At first the farmers had looked upon the coming of the railroads as an unmixed blessing. The railroad had meant the opening up of new territory, the establishment of channels of transportation by which they could send their crops to market. Without the railroad, the farmer who did not live near a navigable stream must remain a backwoodsman; he must make his own farm or his immediate community a self-sufficing unit; he must get from his own land bread and meat and clothing for his family; he must be stock-raiser, grain-grower, farrier, tinker, soap-maker, tanner, chandler—Jack-of-all-trades and master of none. With the railroad he gained access to markets and the opportunity to specialize in one kind of farming; he could now sell his produce and buy in exchange many of the articles he had previously made for himself at the expense of much time and labor. Many farmers and farming communities bought railroad bonds in the endeavor to increase transportation facilities; all were heartily in sympathy with the policy of the Government in granting to corporations land along the route of the railways which they were to construct.
By 1873, however, the Government had actually given to the railroads about thirty-five million acres, and was pledged to give to the Pacific roads alone about one hundred and forty-five million acres more. Land was now not so plentiful as it had been in 1850, when this policy had been inaugurated, and the farmers were naturally aggrieved that the railroads should own so much desirable land and should either hold it for speculative purposes or demand for it prices much higher than the Government had asked for land adjacent to it and no less valuable. Moreover, when railroads were merged and reorganized or passed into the hands of receivers the shares held by farmers were frequently wiped out or were greatly decreased in value. Often railroad stock had been "watered" to such an extent that high freight charges were necessary in order to permit the payment of dividends. Thus the farmer might find himself without his railroad stock, with a mortgage on his land which he had incurred in order to buy the stock, with an increased burden of taxation because his township had also been gullible enough to buy stock, and with a railroad whose excessive rates allowed him but a narrow margin of profit on his produce.
When the farmers sought political remedies for their economic ills, they discovered that, as a class, they had little representation or influence either in Congress or in the state legislatures. Before the Civil War the Southern planter had represented agricultural interests in Congress fairly well; after the War the dominance of Northern interests left the Western farmer without his traditional ally in the South. Political power was concentrated in the East and in the urban sections of the West. Members of Congress were increasingly likely to be from the manufacturing classes or from the legal profession, which sympathized with these classes rather than with the agriculturists. Only about seven per cent of the members of Congress were farmers; yet in 1870 forty-seven per cent of the population was engaged in agriculture. The only remedy for the farmers was to organize themselves as a class in order to promote their common welfare.
[CHAPTER III.]
The Granger Movement at Flood Tide
With these real or fancied grievances crying for redress, the farmers soon turned to the Grange as the weapon ready at hand to combat the forces which they believed were conspiring to crush them. In 1872 began the real spread of the order. Where the Grange had previously reckoned in terms of hundreds of new lodges, it now began to speak of thousands. State Granges were established in States where the year before the organization had obtained but a precarious foothold; pioneer local Granges invaded regions which hitherto had been impenetrable. Although the only States which were thoroughly organized were Iowa, Minnesota, South Carolina, and Mississippi, the rapid spread of the order into other States and its intensive growth in regions so far apart gave promise of its ultimate development into a national movement.

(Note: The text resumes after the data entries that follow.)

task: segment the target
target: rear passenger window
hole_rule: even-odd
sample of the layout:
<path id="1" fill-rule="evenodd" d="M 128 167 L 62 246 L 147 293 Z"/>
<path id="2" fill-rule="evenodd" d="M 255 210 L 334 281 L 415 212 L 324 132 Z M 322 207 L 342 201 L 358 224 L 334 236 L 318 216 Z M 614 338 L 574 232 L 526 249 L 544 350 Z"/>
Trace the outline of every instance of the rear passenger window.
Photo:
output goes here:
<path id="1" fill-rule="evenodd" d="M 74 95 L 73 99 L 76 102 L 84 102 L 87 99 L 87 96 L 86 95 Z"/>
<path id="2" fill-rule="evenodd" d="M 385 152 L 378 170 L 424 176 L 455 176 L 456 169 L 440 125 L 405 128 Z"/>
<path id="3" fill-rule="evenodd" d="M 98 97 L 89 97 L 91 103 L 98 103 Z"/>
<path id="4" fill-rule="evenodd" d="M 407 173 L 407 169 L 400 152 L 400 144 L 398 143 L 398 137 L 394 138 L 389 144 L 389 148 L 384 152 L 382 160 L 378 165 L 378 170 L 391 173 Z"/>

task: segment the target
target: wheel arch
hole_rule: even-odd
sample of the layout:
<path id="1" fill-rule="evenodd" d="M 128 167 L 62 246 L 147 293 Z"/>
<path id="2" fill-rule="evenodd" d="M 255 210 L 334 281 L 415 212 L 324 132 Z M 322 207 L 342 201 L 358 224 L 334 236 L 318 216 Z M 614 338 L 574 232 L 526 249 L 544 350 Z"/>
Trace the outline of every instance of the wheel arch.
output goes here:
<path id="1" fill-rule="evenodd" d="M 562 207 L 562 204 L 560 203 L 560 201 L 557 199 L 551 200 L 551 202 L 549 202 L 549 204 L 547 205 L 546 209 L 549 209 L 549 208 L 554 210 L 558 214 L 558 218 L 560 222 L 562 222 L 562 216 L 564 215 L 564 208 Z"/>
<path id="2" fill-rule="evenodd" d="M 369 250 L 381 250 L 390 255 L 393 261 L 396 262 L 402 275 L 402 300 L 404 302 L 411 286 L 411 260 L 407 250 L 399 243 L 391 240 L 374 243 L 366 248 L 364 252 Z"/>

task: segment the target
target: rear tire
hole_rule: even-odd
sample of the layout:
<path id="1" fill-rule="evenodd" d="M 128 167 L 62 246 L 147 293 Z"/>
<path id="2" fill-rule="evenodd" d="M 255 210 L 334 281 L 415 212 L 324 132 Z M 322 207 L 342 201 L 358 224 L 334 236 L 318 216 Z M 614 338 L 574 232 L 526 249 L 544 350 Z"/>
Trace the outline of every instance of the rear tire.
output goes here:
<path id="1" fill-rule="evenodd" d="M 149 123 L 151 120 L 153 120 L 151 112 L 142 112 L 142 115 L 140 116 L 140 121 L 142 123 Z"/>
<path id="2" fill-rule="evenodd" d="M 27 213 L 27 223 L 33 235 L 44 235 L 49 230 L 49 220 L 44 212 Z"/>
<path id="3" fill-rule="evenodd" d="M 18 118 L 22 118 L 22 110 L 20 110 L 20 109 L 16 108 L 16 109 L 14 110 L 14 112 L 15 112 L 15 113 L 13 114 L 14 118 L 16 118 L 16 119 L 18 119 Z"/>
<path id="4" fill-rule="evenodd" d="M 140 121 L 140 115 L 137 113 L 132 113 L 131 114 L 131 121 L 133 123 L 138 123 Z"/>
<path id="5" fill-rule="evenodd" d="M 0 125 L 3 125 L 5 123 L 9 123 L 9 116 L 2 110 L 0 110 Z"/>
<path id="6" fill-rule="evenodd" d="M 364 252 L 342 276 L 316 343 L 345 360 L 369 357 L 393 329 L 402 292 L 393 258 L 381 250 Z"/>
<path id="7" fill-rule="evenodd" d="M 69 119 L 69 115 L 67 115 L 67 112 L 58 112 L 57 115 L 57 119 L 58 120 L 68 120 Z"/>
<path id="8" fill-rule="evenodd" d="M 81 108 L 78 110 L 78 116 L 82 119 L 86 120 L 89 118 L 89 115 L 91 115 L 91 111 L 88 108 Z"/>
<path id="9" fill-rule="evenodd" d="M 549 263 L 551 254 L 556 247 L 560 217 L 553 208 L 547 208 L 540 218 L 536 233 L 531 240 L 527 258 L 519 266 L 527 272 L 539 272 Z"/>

This development was, to be sure, not without opposition. When the Grangers began to speak of their function in terms of business and political coöperation, the forces against which they were uniting took alarm. The commission men and local merchants of the South were especially apprehensive and, it is said, sometimes foreclosed the mortgages of planters who were so independent as to join the order. But here, as elsewhere, persecution defeated its own end; the opposition of their enemies convinced the farmers of the merits of the Grange.

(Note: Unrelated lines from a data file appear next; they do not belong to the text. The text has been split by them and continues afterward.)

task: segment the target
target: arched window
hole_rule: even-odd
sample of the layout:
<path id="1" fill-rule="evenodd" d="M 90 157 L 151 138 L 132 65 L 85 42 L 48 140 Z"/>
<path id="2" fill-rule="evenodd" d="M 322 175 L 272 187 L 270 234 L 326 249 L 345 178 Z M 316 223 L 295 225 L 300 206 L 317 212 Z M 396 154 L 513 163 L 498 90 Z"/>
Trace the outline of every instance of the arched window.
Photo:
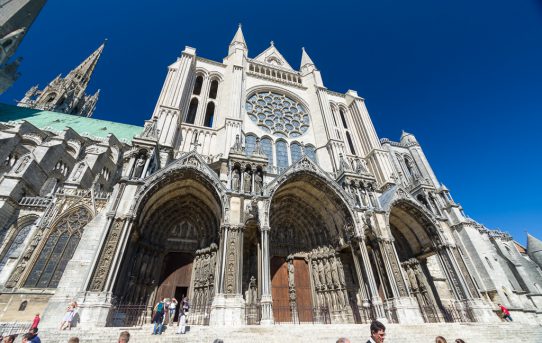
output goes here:
<path id="1" fill-rule="evenodd" d="M 218 80 L 211 81 L 211 88 L 209 89 L 209 98 L 216 99 L 218 93 Z"/>
<path id="2" fill-rule="evenodd" d="M 203 76 L 199 75 L 196 77 L 196 82 L 194 83 L 194 94 L 200 95 L 201 93 L 201 86 L 203 85 Z"/>
<path id="3" fill-rule="evenodd" d="M 341 114 L 341 121 L 343 122 L 343 127 L 345 129 L 348 129 L 348 125 L 346 125 L 346 118 L 344 117 L 344 111 L 341 109 L 339 109 L 339 113 Z"/>
<path id="4" fill-rule="evenodd" d="M 10 257 L 18 257 L 19 255 L 21 255 L 24 249 L 23 243 L 26 240 L 28 233 L 32 229 L 32 226 L 34 226 L 33 222 L 28 223 L 19 229 L 19 232 L 17 232 L 17 235 L 15 236 L 13 242 L 11 242 L 11 245 L 8 248 L 8 251 L 6 251 L 4 256 L 2 256 L 2 260 L 0 260 L 0 271 L 4 269 Z"/>
<path id="5" fill-rule="evenodd" d="M 263 153 L 269 159 L 269 165 L 273 165 L 273 141 L 267 137 L 262 138 L 260 141 L 262 145 Z"/>
<path id="6" fill-rule="evenodd" d="M 90 212 L 79 207 L 56 223 L 26 279 L 25 287 L 58 286 L 60 277 L 79 244 L 83 228 L 91 219 Z"/>
<path id="7" fill-rule="evenodd" d="M 205 110 L 205 122 L 203 125 L 213 127 L 213 119 L 215 118 L 215 103 L 209 102 Z"/>
<path id="8" fill-rule="evenodd" d="M 198 99 L 193 98 L 190 101 L 190 106 L 188 107 L 188 114 L 186 115 L 186 122 L 188 124 L 194 124 L 196 121 L 196 112 L 198 111 Z"/>
<path id="9" fill-rule="evenodd" d="M 354 149 L 354 143 L 352 143 L 352 138 L 350 137 L 350 132 L 346 133 L 346 140 L 348 140 L 348 147 L 350 148 L 350 153 L 352 155 L 355 155 L 356 150 Z"/>
<path id="10" fill-rule="evenodd" d="M 21 303 L 21 305 L 19 305 L 19 311 L 26 310 L 26 305 L 28 305 L 28 301 L 25 300 Z"/>
<path id="11" fill-rule="evenodd" d="M 307 155 L 307 157 L 314 162 L 318 163 L 318 161 L 316 161 L 316 149 L 312 145 L 305 146 L 305 155 Z"/>
<path id="12" fill-rule="evenodd" d="M 335 110 L 335 108 L 331 108 L 331 118 L 333 118 L 333 124 L 335 124 L 335 126 L 337 126 L 337 119 L 335 118 L 336 115 L 337 111 Z"/>
<path id="13" fill-rule="evenodd" d="M 48 178 L 43 186 L 41 186 L 40 189 L 40 196 L 46 197 L 49 195 L 52 195 L 54 191 L 57 189 L 57 185 L 59 184 L 60 180 L 56 177 L 50 177 Z"/>
<path id="14" fill-rule="evenodd" d="M 290 155 L 292 156 L 292 163 L 298 161 L 303 156 L 303 151 L 301 150 L 301 145 L 298 143 L 290 144 Z"/>
<path id="15" fill-rule="evenodd" d="M 277 141 L 277 167 L 288 167 L 288 144 L 285 141 Z"/>
<path id="16" fill-rule="evenodd" d="M 245 136 L 245 152 L 248 156 L 252 155 L 254 153 L 254 149 L 256 148 L 256 136 L 254 135 L 246 135 Z"/>

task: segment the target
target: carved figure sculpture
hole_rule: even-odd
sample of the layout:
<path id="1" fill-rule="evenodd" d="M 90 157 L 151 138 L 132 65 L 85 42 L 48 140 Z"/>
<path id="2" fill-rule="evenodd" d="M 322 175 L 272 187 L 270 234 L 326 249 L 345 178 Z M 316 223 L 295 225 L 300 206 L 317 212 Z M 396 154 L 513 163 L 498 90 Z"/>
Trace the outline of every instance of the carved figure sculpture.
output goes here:
<path id="1" fill-rule="evenodd" d="M 254 174 L 254 192 L 260 194 L 263 189 L 263 177 L 261 171 L 256 171 Z"/>
<path id="2" fill-rule="evenodd" d="M 295 288 L 293 260 L 288 261 L 288 287 L 290 287 L 290 289 Z"/>
<path id="3" fill-rule="evenodd" d="M 245 170 L 243 175 L 243 191 L 245 193 L 250 193 L 252 190 L 252 173 L 250 170 Z"/>
<path id="4" fill-rule="evenodd" d="M 324 262 L 322 260 L 319 260 L 318 261 L 318 276 L 320 278 L 320 284 L 322 284 L 322 286 L 326 285 L 326 276 L 324 275 L 325 274 L 324 269 L 325 269 Z"/>
<path id="5" fill-rule="evenodd" d="M 231 175 L 231 189 L 239 192 L 239 169 L 234 168 Z"/>
<path id="6" fill-rule="evenodd" d="M 342 286 L 346 286 L 346 280 L 344 278 L 344 267 L 340 258 L 337 258 L 337 269 L 339 270 L 339 281 Z"/>
<path id="7" fill-rule="evenodd" d="M 318 265 L 316 264 L 316 260 L 312 260 L 312 278 L 314 280 L 314 287 L 319 290 L 321 287 L 320 278 L 318 277 Z"/>
<path id="8" fill-rule="evenodd" d="M 143 155 L 139 156 L 134 167 L 134 179 L 141 177 L 143 173 L 143 167 L 145 167 L 145 159 L 143 158 Z"/>
<path id="9" fill-rule="evenodd" d="M 337 259 L 335 257 L 330 259 L 329 264 L 331 265 L 331 280 L 336 287 L 339 287 L 341 283 L 339 282 L 339 271 L 337 270 Z"/>
<path id="10" fill-rule="evenodd" d="M 324 275 L 326 278 L 327 287 L 333 288 L 333 280 L 331 278 L 331 265 L 327 259 L 324 260 Z"/>
<path id="11" fill-rule="evenodd" d="M 23 171 L 24 167 L 26 167 L 29 161 L 30 161 L 30 156 L 26 155 L 21 161 L 21 164 L 19 164 L 19 166 L 15 170 L 15 172 L 20 173 L 21 171 Z"/>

In the East, several circumstances retarded the movement. In the first place, the Eastern farmer had for some time felt the Western farmer to be his serious rival. The Westerner had larger acreage and larger yields from his virgin soil than the Easterner from his smaller tracts of well-nigh exhausted land. What crops the latter did produce he must sell in competition with the Western crops, and he was not eager to lower freight charges for his competitor. A second deterrent to the growth of the order in the East was the organization of two Granges among the commission men and the grain dealers of Boston and New York, under the ægis of that clause of the constitution which declared any person interested in agriculture to be eligible to membership in the order. Though the storm of protest which arose all over the country against this betrayal to the enemy resulted in the revoking of the charters for these Granges, the Eastern farmer did not soon forget the incident.